The ongoing strike of education-sector employees will continue until Friday and whether it will continue after Friday depends on whether the striking unions will accept the government's offer of a cumulative 10.4% wage increase, put on the table late on Tuesday evening.
Prime Minister Andrej Plenkovic said that education-sector workers’ wages would be increased in four turns.
As of December 1, wages would be increased by 3% through an annex to the branch collective agreement, as of 1 January 2020 they would increase by an additional 2%, as of 1 June 2020 by 3%, and as of 1 October, 2020 by an additional 2%.
Teachers’ wages would go up by a total 10.4% in 2020. A 1% safeguard has been offered due to the job complexity index, which will be discussed after the election to prevent politicisation, and a regulation on it would be in force throughout 2020, said Plenkovic.

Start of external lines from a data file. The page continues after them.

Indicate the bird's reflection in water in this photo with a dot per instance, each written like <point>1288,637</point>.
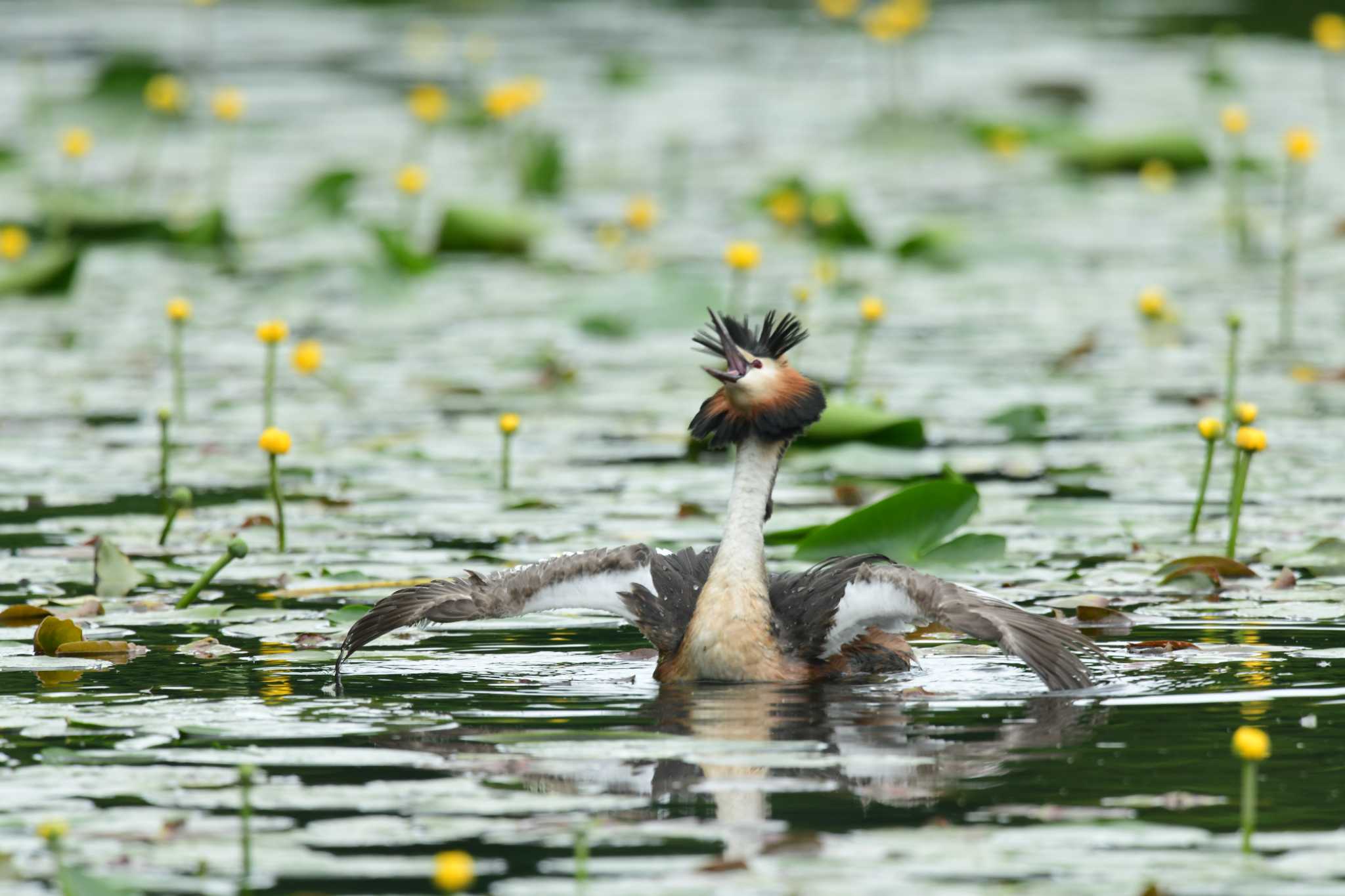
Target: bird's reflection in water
<point>747,742</point>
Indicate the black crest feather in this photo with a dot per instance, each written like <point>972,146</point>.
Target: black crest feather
<point>770,340</point>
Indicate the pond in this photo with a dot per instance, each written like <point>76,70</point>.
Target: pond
<point>541,744</point>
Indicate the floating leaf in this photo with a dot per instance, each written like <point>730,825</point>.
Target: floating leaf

“We expect the strike to end and school to start as of Friday, after the unions conduct the necessary procedures,” said Plenkovic.

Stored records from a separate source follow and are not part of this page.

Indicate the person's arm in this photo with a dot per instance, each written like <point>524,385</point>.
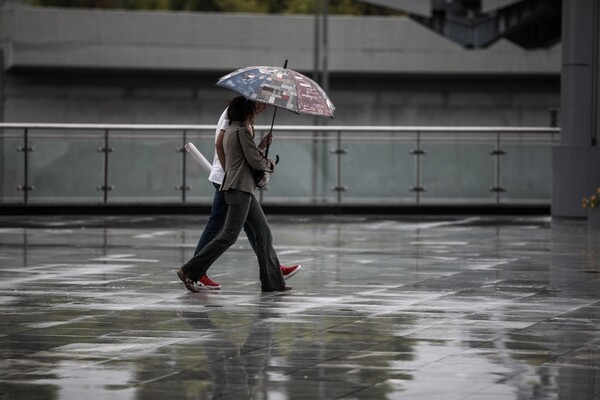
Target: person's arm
<point>253,154</point>
<point>219,147</point>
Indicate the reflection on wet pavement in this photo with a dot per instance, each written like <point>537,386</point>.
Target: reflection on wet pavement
<point>408,308</point>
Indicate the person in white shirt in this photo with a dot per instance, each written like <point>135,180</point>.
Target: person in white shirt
<point>218,212</point>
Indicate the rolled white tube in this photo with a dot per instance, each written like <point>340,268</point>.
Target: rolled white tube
<point>196,155</point>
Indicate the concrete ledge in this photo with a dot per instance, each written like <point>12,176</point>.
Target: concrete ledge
<point>178,209</point>
<point>167,41</point>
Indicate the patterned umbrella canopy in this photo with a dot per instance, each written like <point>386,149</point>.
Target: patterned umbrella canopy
<point>280,87</point>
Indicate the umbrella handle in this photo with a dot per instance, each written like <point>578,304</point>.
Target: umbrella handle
<point>272,124</point>
<point>273,121</point>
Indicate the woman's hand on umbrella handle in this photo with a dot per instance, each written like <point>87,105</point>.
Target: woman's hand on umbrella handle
<point>266,141</point>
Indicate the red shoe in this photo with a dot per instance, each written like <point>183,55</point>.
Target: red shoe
<point>288,272</point>
<point>206,283</point>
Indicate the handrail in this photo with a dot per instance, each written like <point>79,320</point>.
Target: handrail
<point>327,173</point>
<point>290,128</point>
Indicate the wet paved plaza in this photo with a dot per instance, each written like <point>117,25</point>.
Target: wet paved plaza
<point>414,308</point>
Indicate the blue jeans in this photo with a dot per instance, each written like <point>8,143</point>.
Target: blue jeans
<point>242,208</point>
<point>216,221</point>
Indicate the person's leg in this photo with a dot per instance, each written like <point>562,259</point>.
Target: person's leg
<point>238,205</point>
<point>251,237</point>
<point>216,220</point>
<point>271,277</point>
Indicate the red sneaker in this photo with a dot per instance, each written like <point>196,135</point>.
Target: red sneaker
<point>290,271</point>
<point>206,283</point>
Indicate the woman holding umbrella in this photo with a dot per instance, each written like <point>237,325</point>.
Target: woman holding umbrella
<point>242,155</point>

Unionist Branimir Mihalinec said that the government’s offer was not what the unions had asked for and that he would leave it to union members to vote on.

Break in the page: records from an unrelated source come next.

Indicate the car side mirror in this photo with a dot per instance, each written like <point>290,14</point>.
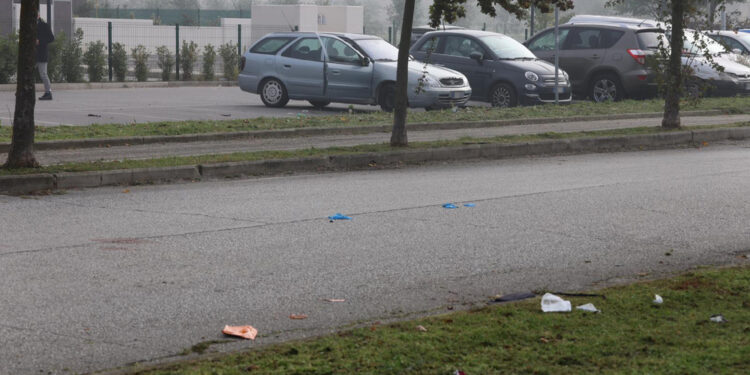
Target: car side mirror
<point>476,56</point>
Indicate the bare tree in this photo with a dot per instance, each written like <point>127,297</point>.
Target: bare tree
<point>21,153</point>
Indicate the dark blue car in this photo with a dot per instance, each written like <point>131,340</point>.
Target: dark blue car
<point>500,70</point>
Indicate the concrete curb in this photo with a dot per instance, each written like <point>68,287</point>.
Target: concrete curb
<point>123,85</point>
<point>308,132</point>
<point>22,184</point>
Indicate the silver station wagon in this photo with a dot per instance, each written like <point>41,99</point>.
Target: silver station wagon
<point>347,68</point>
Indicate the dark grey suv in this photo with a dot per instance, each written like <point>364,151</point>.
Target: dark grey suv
<point>500,70</point>
<point>606,61</point>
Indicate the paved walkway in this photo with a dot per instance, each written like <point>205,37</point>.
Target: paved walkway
<point>248,145</point>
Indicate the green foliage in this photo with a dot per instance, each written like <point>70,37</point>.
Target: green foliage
<point>140,55</point>
<point>188,56</point>
<point>96,60</point>
<point>8,57</point>
<point>71,53</point>
<point>209,60</point>
<point>231,60</point>
<point>119,62</point>
<point>165,61</point>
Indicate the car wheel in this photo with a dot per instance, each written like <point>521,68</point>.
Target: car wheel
<point>319,103</point>
<point>387,99</point>
<point>503,96</point>
<point>273,93</point>
<point>605,88</point>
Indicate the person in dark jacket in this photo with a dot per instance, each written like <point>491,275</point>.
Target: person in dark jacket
<point>44,38</point>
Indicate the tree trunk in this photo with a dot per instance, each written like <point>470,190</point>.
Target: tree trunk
<point>398,137</point>
<point>671,118</point>
<point>21,153</point>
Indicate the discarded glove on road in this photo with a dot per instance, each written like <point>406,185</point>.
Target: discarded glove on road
<point>246,332</point>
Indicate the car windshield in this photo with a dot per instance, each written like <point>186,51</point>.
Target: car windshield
<point>378,49</point>
<point>507,48</point>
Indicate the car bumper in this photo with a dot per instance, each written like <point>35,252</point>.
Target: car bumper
<point>439,97</point>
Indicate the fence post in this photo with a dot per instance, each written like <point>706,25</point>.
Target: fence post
<point>239,40</point>
<point>177,51</point>
<point>109,43</point>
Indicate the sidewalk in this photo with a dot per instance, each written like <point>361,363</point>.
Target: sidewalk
<point>250,144</point>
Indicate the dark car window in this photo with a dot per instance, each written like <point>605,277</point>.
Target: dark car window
<point>583,39</point>
<point>430,45</point>
<point>340,52</point>
<point>546,41</point>
<point>271,45</point>
<point>608,38</point>
<point>305,49</point>
<point>461,46</point>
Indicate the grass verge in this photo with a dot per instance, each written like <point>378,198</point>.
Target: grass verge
<point>311,152</point>
<point>630,336</point>
<point>302,120</point>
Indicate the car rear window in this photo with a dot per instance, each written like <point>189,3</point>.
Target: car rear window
<point>270,46</point>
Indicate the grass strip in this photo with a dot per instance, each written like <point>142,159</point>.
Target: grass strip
<point>732,105</point>
<point>172,161</point>
<point>631,335</point>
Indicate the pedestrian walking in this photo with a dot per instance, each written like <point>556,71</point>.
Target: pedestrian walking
<point>44,38</point>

“We had asked for (an increase in) the job complexity index and the government said that we would discuss it next year,” Mihalinec said, adding that the previous offer was zero and that the latest offer did not meet the unions’ demands.
He declined to say of he personally was satisfied with the offer, saying only that it was not as the unions had expected it to be.
The meeting between government officials and the striking school unions started on Tuesday around 4.30 pm and ended around midnight. It was first chaired by Prime Minister Plenkovic’s chief of staff Zvonimir Frka Petesic, and Plenkovic joined the negotiators after a government session.
Due to the strike, which on Wednesday enters its 33rd day, primary and secondary school students have not attended school for 13 days. Science and Education Minister Bazenka Divjak has said that the time spent on strike would be compensated for by prolonging the academic year and making holidays shorter.